Genomic approaches to deconstruct pluripotency

Abstract

Embryonic stem cells (ESCs) first derived from the inner cell mass of blastocyst-stage embryos have the unique capacity of indefinite self-renewal and potential to differentiate into all somatic cell types. Similar developmental potency can be achieved by reprogramming differentiated somatic cells into induced pluripotent stem cells (iPSCs). Both types of pluripotent stem cells provide great potential for fundamental studies of tissue differentiation, and hold promise for disease modeling, drug development, and regenerative medicine. Although much has been learned about the molecular mechanisms that underlie pluripotency in such cells, our understanding remains incomplete. A comprehensive understanding of ESCs and iPSCs requires the deconstruction of complex transcription regulatory networks, epigenetic mechanisms, and biochemical interactions critical for the maintenance of self-renewal and pluripotency. In this review, we will discuss recent advances gleaned from application of global "omics" techniques to dissect the molecular mechanisms that define the pluripotent state.

Figure 1

Transcriptional circuitry that maintains pluripotency. (a) The key transcription factors of pluripotency form positive reciprocal and autoregulatory loops that maintain the expression of Oct4, Sox2, and Nanog.
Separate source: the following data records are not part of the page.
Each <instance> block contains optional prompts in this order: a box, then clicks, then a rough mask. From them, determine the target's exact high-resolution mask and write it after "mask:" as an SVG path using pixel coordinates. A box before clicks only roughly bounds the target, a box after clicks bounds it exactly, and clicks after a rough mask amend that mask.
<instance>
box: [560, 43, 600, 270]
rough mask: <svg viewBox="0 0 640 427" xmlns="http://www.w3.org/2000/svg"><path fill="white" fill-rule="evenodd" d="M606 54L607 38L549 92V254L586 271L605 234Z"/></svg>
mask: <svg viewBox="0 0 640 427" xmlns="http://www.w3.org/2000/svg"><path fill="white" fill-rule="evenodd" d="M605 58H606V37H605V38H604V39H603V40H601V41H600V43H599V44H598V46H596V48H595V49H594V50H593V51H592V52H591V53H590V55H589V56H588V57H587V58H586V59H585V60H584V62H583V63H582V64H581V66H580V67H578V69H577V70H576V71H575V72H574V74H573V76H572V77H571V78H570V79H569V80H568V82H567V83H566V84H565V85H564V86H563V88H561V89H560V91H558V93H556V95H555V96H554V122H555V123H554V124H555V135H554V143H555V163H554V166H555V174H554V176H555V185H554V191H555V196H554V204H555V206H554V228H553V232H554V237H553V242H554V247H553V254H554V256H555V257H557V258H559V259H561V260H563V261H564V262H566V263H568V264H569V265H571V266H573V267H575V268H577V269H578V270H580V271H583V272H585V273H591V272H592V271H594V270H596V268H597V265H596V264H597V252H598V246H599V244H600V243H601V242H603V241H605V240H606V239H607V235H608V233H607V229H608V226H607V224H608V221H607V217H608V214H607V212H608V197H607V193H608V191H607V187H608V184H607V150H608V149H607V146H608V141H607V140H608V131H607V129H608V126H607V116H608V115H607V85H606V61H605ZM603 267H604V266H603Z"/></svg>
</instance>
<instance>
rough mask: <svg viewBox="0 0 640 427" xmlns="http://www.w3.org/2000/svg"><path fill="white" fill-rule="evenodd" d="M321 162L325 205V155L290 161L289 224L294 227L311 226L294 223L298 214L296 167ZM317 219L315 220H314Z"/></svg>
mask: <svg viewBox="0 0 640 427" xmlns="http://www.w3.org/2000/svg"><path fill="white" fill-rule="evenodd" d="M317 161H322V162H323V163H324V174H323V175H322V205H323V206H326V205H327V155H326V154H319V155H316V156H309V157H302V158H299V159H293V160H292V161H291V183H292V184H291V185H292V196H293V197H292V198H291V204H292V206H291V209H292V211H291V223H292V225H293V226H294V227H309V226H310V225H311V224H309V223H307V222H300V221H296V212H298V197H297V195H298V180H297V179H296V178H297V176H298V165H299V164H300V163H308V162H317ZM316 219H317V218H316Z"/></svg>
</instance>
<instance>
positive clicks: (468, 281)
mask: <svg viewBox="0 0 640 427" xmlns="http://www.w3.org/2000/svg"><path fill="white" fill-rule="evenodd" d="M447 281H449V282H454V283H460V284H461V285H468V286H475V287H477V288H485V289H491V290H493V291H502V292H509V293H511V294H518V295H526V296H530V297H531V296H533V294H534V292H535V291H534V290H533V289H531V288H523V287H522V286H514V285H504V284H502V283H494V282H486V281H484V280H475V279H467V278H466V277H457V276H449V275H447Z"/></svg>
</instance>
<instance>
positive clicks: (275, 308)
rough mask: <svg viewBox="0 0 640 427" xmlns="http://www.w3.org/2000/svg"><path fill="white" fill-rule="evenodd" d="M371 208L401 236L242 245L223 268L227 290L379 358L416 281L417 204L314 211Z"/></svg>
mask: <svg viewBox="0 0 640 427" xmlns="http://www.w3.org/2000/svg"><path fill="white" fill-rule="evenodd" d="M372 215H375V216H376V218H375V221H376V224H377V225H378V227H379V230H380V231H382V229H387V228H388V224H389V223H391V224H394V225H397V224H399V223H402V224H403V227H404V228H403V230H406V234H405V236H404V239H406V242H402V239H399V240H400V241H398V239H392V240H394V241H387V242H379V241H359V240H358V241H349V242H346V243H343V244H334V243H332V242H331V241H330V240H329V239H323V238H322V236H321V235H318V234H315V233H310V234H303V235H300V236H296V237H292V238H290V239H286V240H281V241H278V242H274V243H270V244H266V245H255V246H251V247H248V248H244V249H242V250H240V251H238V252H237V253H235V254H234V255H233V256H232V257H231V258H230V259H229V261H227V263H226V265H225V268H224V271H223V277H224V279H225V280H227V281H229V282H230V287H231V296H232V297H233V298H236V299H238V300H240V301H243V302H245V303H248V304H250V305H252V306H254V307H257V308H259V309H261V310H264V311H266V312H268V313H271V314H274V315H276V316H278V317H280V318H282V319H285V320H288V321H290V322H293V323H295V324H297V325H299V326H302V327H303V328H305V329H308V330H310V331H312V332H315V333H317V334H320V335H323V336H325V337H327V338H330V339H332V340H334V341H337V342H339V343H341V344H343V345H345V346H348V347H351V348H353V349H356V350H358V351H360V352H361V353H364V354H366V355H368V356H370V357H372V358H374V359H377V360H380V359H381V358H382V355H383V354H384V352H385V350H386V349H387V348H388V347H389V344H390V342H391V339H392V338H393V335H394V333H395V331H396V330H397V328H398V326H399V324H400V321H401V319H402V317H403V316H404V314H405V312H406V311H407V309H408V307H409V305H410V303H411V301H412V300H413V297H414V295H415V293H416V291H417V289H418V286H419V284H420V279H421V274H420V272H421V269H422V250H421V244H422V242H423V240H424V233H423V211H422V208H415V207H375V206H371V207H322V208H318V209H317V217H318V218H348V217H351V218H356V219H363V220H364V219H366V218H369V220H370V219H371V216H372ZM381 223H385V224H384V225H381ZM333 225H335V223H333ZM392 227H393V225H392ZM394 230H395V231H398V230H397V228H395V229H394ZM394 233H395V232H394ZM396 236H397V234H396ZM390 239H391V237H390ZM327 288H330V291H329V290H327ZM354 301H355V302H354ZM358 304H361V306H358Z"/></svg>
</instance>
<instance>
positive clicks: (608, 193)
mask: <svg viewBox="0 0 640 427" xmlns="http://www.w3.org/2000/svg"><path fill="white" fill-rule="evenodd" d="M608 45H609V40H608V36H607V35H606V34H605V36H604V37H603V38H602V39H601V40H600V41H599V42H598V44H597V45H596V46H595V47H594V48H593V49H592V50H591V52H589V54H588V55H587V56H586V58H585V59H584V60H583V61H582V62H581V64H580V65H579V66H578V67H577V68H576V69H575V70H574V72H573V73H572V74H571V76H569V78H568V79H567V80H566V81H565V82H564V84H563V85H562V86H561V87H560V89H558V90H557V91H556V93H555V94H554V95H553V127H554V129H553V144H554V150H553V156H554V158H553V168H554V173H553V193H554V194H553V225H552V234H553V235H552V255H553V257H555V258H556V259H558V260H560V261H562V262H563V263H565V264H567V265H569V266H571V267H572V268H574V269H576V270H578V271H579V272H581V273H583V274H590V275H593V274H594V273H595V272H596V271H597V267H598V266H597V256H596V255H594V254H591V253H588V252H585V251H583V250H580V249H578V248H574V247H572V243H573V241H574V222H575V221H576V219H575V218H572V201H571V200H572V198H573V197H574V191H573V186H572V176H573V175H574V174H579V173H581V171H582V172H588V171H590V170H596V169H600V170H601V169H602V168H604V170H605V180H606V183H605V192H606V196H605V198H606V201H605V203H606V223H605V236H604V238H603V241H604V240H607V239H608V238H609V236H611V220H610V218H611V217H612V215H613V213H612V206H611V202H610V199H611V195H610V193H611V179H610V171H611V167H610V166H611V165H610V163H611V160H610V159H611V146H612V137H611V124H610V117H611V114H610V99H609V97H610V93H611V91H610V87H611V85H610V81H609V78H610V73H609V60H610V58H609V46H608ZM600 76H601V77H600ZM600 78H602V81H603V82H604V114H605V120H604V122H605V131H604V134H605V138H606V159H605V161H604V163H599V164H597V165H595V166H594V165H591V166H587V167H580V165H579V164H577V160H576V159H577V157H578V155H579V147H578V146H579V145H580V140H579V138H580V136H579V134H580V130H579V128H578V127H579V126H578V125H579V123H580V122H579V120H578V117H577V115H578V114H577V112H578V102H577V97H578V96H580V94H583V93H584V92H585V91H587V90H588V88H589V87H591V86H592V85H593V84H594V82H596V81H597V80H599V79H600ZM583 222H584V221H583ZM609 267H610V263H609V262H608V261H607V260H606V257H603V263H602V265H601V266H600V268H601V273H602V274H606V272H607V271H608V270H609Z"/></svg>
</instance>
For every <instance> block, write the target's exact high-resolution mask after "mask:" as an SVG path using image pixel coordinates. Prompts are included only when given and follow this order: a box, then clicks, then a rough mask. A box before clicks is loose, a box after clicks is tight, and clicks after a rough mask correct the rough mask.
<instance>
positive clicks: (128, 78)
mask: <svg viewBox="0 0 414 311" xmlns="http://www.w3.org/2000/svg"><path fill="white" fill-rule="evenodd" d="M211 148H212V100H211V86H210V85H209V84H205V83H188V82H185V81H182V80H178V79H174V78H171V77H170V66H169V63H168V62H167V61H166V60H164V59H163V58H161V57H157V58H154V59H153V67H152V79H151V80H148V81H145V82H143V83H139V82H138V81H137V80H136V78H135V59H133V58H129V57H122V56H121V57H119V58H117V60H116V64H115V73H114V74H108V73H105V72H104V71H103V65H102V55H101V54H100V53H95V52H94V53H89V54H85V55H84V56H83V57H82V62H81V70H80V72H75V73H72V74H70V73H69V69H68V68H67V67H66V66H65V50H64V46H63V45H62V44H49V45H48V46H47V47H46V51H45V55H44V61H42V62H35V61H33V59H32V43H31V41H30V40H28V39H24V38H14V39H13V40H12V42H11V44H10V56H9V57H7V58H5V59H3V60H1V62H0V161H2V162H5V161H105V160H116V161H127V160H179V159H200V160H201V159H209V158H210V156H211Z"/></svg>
The key factors also synergistically co-occupy numerous downstream target genes that promote self-renewal and maintain pluripotency, while repressing developmentally regulated genes that drive differentiation. Transcription factors are represented by ovals, and the genes are represented by rectangles. (b) OCT4, SOX2, and NANOG co-occupy the multiple transcription-factor-binding loci (MTL) enhancer and positively regulate numerous noncoding RNAs in human induced pluripotent stem cells (iPSCs). Large intergenic noncoding RNA–regulator of reprogramming (LincRNA-RoR), a downstream effector of the core network, is important for establishing pluripotency during iPSC reprogramming. (c) An Oct4-centered network in ESCs. A schematic network, constructed based on Reference , consists of Oct4-interacting proteins and interacting partners of Oct4-associated proteins. Complexes consisting of several protein subunits are indicated by large yellow circles. The Oct4 interactome was further wired to the transcription regulatory network through integration of data sets from microarray profiling and transcription factor binding. Rectangular nodes represent genes that are bound by Oct4 as reported by previous ChIP-on-chip or ChIP-seq studies (18, 52). Red indicates functional regulation, as the expressions of respective genes were repressed with reduced levels of Oct4 in ZHBTc4 ESCs (104). Thick blue lines connect Oct4 with transcription factors that synergistically co-occupy downstream target genes with Oct4.

Figure 2

Genomic-wide mapping of protein-DNA interactions, histone modifications, and DNA methylation. Transcriptional networks and characteristics of the epigenome such as histone modifications and DNA methylation can be uncovered by highly condensed microarray chips or by next-generation sequencing technologies, respectively.

Figure 3

Crosstalk between histone and DNA modifications. (a) DNA methylation can direct either acetylation or H3K9 methylation. DNA methyltransferases (DNMTs) have been found to associate with both histone deacetylases (HDACs, left) as well as H3K9 methyltransferases (right—e.g., G9a). DNA methyl binding proteins (e.g., MECP2) associate with both HDACs and H3K9 methyltransferases (e.g., ESET). (b) H3K9 methyltransferases can direct DNA methylation. The SUV39H1/2 and G9a histone methyltransferases (HMTs), when complexed with HP1 (adapter), can recruit DNMTs (left). ESET can complex with DNMTs directly (right). (c) H3K27 methyltransferase EZH2 can direct DNA methylation. DNMTs have been found to bind directly to EZH2.